Monday, March 2, 2009

Customs House


Monday 5th May, 1947 in Brisbane was the Labour Day holiday. The Brisbane Customs House staff social club had planned a picnic so that members and their families could enjoy a relaxing day in the country. The picnic was to be held at Samford, outside Brisbane, and the Customs House staff had arranged a special train to take them from Brisbane's Roma Street and Central Stations to Samford Station, a journey of about 20 km that would take a couple of hours. The train, carrying over 200 passengers, left Central Station at 9:00 am, but the picnic never eventuated - the train was derailed near Camp Mountain on the way to Samford. In Queensland's worst rail accident, 38 people were injured and sixteen were killed. Among those who died were my maternal grandparents and their nine year old son, leaving my mother, then only a teenager, and her other two brothers as orphans. The Ferny Grove to Samford section of the line was closed some years afterwards, but this is the memorial cairn that marks the site of the accident.
(Photo: © 2009 (Photo: © 2009 the foto fanatic)

The Customs House has long been a readily recognised Brisbane building. The large copper dome and the huge columns made it a landmark right from its construction in the 1880s. This photo is from 1889.

(Photo: State Library of Queensland and John Oxley Library; #100069)

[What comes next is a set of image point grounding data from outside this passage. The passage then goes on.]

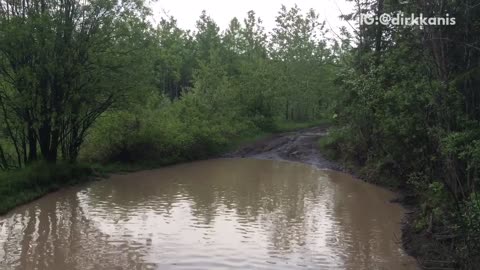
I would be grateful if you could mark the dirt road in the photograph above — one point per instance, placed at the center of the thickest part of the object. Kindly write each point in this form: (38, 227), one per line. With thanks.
(299, 146)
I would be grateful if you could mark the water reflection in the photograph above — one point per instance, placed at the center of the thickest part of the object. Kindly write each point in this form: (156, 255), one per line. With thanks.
(220, 214)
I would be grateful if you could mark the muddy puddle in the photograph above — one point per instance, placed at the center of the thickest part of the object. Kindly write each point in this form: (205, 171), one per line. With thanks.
(217, 214)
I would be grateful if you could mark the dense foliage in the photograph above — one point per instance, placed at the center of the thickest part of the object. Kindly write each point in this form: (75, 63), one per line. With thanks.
(95, 79)
(408, 113)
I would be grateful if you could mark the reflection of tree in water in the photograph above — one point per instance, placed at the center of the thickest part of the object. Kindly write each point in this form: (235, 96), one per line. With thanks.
(366, 225)
(285, 204)
(58, 236)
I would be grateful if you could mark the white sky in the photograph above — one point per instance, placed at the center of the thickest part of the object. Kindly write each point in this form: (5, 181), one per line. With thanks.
(187, 11)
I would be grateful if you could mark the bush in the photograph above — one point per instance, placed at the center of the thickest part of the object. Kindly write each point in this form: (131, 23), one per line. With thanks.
(26, 184)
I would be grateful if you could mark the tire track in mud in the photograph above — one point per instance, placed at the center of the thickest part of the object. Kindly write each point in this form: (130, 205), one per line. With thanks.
(299, 146)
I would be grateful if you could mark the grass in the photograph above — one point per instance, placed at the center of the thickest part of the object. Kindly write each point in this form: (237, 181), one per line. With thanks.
(27, 184)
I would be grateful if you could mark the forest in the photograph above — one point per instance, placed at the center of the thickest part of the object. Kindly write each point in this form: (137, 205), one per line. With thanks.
(95, 85)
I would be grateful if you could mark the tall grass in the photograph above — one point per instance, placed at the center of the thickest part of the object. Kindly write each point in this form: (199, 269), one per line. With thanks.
(24, 185)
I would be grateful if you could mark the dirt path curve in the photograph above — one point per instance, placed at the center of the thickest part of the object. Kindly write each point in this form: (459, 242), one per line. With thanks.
(299, 146)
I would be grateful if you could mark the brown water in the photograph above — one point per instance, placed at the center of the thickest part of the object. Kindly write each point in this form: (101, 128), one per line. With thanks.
(218, 214)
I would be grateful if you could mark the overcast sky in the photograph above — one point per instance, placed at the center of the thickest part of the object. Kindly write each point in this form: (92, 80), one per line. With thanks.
(222, 11)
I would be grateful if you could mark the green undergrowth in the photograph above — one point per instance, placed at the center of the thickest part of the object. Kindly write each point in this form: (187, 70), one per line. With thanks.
(24, 185)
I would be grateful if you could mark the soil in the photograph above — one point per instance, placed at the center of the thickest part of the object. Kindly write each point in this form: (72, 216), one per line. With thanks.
(298, 146)
(302, 146)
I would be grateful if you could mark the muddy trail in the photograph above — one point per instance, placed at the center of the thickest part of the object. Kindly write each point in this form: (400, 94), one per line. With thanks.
(298, 146)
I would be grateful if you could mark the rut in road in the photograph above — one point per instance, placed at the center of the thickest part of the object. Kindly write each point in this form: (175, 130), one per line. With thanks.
(300, 146)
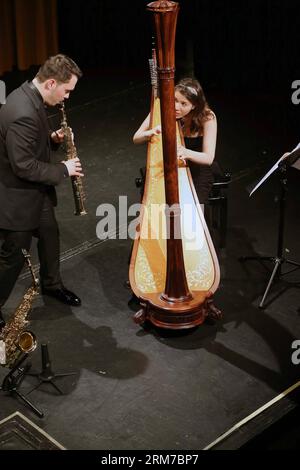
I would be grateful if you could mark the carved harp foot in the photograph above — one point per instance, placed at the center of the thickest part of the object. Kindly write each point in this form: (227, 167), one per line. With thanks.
(212, 312)
(141, 316)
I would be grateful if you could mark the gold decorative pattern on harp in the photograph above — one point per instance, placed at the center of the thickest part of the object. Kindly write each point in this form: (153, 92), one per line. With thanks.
(174, 268)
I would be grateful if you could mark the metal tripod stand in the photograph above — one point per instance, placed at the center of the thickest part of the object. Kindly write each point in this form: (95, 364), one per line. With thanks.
(47, 375)
(278, 260)
(13, 380)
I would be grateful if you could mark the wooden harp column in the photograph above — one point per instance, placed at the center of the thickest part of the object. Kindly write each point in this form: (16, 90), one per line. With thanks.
(176, 306)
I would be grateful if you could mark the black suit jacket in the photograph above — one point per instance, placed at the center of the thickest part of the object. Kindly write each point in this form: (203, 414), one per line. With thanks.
(26, 174)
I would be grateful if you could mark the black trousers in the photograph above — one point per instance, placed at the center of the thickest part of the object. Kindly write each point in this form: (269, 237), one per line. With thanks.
(12, 259)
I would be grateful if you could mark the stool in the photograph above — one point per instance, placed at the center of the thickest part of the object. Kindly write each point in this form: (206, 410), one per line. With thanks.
(217, 206)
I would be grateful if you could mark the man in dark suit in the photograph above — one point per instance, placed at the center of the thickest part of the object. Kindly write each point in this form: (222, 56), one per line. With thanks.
(27, 177)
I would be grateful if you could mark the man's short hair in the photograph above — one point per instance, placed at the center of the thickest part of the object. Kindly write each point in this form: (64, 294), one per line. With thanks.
(60, 67)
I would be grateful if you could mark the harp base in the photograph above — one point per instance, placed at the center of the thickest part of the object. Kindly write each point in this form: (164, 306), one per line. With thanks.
(177, 316)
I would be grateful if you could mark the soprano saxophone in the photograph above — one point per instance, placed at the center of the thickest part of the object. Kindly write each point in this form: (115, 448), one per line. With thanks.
(77, 186)
(14, 338)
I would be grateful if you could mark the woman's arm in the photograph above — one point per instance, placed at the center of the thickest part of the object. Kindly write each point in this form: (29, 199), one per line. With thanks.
(206, 157)
(144, 134)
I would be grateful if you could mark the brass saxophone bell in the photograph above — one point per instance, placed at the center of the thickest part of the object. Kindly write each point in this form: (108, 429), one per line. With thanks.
(27, 342)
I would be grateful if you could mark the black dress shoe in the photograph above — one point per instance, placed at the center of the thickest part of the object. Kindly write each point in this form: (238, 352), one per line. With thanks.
(2, 321)
(64, 295)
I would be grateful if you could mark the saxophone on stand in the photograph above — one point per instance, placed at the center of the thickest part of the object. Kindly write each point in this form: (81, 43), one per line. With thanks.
(14, 338)
(71, 151)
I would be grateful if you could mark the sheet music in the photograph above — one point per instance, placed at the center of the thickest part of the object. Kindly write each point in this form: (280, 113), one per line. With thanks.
(274, 167)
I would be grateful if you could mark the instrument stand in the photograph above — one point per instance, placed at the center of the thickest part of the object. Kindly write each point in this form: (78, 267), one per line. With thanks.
(47, 375)
(13, 381)
(278, 260)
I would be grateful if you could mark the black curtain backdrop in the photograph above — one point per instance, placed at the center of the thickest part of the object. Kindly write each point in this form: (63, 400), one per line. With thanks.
(237, 45)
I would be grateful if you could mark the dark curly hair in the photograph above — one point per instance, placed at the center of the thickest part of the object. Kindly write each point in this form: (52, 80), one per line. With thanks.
(192, 91)
(60, 67)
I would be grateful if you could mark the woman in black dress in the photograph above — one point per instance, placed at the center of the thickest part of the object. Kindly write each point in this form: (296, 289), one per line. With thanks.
(199, 127)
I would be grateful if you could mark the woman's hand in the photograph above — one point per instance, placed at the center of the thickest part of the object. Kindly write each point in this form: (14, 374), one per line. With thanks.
(181, 154)
(153, 132)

One of my mother's brothers went on to work for the Customs Department in this building, so I was familiar with it from an early age. It made sense for Customs to be housed here when access to Brisbane was via ships that travelled up the Brisbane River to unload passengers and goods. However, as air travel became more prevalent, and with port facilities moving down the river, this wonderful site became redundant, and the building was sold. It is now owned by the University of Queensland, and is dwarfed by its office block neighbours.
(Photo: © 2009 (Photo: © 2009 the foto fanatic)

The building is now used for cultural events such as art shows and book launches, and it also houses a restaurant. It is still as beautiful as ever, and still a poignant reminder of relatives that I never got the chance to know.